Portanto, entendamo-nos, é conhecida a falta de lisura institucional entre a Reitoria e a Faculdade de Medicina, sendo tão conhecida que nos comunicados da Federação Académica e da Associação de Estudantes essa não relação é mencionada com todas as letras.
Mas existe o outro plano das interrogações que pairam sobre a relação entre o Ministro da Educação e os Reitores em geral. É conhecido de todos que a chegada de Fernando Alexandre ao Ministério foi olhada com reservas pelos Reitores e o da UP não fugiu à regra. O facto de o Ministério não ter sido dedicado ao Ensino Superior, os propósitos reformistas do Ministro, a sua decisão de substituir a FCT e a ANI por uma única agência focada na translação do conhecimento e o facto do Ministro vir de uma área científica, a Economia, contrariando o duopólio das ciências da vida e das engenharias tudo ajudou a uma relação institucional tensa ou, pelo menos, incomum face a governos anteriores.

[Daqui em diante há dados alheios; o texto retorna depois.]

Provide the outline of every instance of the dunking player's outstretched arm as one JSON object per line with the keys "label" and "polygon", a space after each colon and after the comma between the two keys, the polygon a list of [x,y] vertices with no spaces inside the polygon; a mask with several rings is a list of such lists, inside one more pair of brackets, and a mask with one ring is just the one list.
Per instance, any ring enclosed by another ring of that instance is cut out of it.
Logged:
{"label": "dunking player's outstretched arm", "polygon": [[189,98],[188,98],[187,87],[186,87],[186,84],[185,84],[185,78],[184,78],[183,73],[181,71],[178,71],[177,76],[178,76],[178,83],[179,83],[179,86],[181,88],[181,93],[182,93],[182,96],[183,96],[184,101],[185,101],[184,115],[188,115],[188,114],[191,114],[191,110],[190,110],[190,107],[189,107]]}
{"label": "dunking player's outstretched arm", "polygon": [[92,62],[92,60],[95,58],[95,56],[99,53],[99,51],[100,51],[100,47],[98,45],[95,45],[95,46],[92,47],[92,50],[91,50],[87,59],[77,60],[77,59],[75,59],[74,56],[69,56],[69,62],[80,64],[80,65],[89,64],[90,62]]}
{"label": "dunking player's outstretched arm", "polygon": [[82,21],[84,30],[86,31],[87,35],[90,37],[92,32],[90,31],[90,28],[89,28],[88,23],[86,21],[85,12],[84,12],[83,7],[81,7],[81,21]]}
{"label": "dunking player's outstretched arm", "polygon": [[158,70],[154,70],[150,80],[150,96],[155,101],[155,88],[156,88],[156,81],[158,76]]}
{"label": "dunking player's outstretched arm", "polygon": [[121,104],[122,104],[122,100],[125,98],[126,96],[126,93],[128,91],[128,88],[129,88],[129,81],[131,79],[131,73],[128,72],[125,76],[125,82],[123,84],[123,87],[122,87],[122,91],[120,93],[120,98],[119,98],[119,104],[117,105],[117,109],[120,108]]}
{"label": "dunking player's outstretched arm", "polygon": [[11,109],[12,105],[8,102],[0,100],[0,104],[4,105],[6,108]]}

A entrada de Fernando Alexandre na controvérsia foi de uma dureza algo desabrida, acusando o Reitor da UP de mentir neste processo, o que não é líquido pois as declarações de Sousa Pereira ao Expresso não permitem associar diretamente as tais pressões que mencionou ao Ministro.
Temos pois um triângulo, não amoroso, mas que revela tensões de vária ordem, penalizando o ambiente institucional que deveria ser fluido e transparente, além de favorável à perspetiva reformista do Ministro, que não é coisa dispicienda neste país de letrados e de Senadores que fogem da mudança como o diabo foge da cruz. Neste triângulo, apesar da sua posição desnecessariamente desabrida, o Ministro é aquele que deve ficar. Quanto às duas restantes personalidades, a bem da coerência institucional da UP, seria bom que dessem lugar a outras personalidades. Prestariam um grande serviço à comunidade académica do Porto.